In der Stellungnahme zum Postulat «Frohburgstrasse und Inseliquai als Freiraum für alle», spricht sich jetzt auch die Stadt Luzern gegen die Nutzung dieser Strasse aus.

Darum will die Stadt die Frohburgstrasse nicht

Laut Stadt Luzern ist die Idee der Frohburgstrasse nicht neu. Sie wurde auch im Rahmen der Testplanung schon überprüft und dann verworfen. In der Stellungnahme steht: «Sie musste sowohl aus operativ-technischen wie auch verkehrlichen Gründen verworfen werden.» Daran habe sich bis heute nichts geändert.

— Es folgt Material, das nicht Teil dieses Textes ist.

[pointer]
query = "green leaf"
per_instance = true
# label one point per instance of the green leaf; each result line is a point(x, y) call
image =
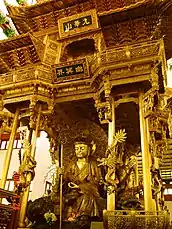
point(2, 19)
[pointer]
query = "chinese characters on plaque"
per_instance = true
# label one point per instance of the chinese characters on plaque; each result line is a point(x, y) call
point(78, 23)
point(69, 70)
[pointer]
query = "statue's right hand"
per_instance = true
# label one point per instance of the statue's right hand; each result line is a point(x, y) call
point(72, 185)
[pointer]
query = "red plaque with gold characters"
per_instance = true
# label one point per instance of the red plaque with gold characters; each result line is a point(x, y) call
point(78, 23)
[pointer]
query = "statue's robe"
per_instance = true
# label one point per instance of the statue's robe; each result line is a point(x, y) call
point(84, 201)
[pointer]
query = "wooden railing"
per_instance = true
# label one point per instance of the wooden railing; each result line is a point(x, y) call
point(9, 213)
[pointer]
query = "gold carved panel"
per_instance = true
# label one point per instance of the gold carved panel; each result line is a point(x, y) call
point(78, 23)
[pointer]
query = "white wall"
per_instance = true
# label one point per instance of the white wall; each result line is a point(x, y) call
point(43, 159)
point(43, 162)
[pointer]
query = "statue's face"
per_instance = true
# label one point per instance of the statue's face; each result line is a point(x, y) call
point(81, 150)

Mit dem Durchgangsbahnhof wird sich sowieso der gesamte Platz verändern. Allenfalls werde eine Sperrung der Frohburgstrasse dann zu einer Option. Mario Stübi reagiert enttäuscht. «Die Begründung erscheint mir ein bisschen politisch. Das Begehren hätte auch mal ausprobiert werden können, was die Stadt nicht will.» 

Die Stadt zeigt in ihrer Antwort auf, wo die Probleme liegen. Die Sperrung der Frohburgstrasse bringe nur wenig, verursache aber massive Verkehrsprobleme. Hauptsächlich weil für Rettungsfahrzeuge kein Durchkommen mehr wäre. Auf die Frage, ob die Fahrgeschäfte genug Platz hätten, geht der Stadtrat in seiner Antwort nicht ein. Die Fläche würde nur ein eingeschränktes und unattratives Portfolio von Fahrgeschäften zulassen, heisst es lediglich.

Mario Stübi sagt: «Die Begründung ist sehr dünn. Auf den Mehrwert, welcher die Frohburgstrasse bringen würde, wird nicht eingegangen.» Er macht ein Beispiel: «Eine Teilsperrung wäre auch möglich. Dass dies der Stadtrat nicht aufnimmt, überrascht mich.»

Määs wird weiterhin für Diskussionen sorgen

Eins ist sonnenklar: Die Stadt wird sich noch mehrfach mit der Thematik auseinandersetzen. Nicht zuletzt wegen der Määs-Initiative, welche im Mai eingereicht worden ist. Diese verlangt, dass die Määs auf dem Inseli bleibt (zentralplus berichtete). Mario Stübi begrüsst diese Initiative: «Auch dank des Volksbegehrens wird die Määs ein Thema bleiben. Ich finde es wichtig, dass dies debattiert wird.» 

Er stört sich, dass sich die Stadt viele Projekte mit der Begründung abschmettert, dass sich mit dem Jahrhundertprojekt Durchgangsbahnhof eh alles ändert. «Auch die Velo-Unterführung wurde von der Stadt beerdigt. Auch dort begründete dies der Stadtrat mit dem Durchgangsbahnhof.»

Die Initiative «Lebendiges Inseli statt Blechlawine» wurde in der Stadt zwar damals angenommen. Allerdings im Glauben, dass die Määs auch mit der Umsetzung vor Ort bleiben kann (zentralplus berichtete). Eine Machbarkeitsstudie liess diese Träume allerdings platzen (zentralpus berichtete). Der Stadtrat muss nun besonders gut auf den Willen der Bevölkerung hören. «Der Stadtrat braucht nun ein gutes Gespür für die Bevölkerung», sagt Mario Stübi.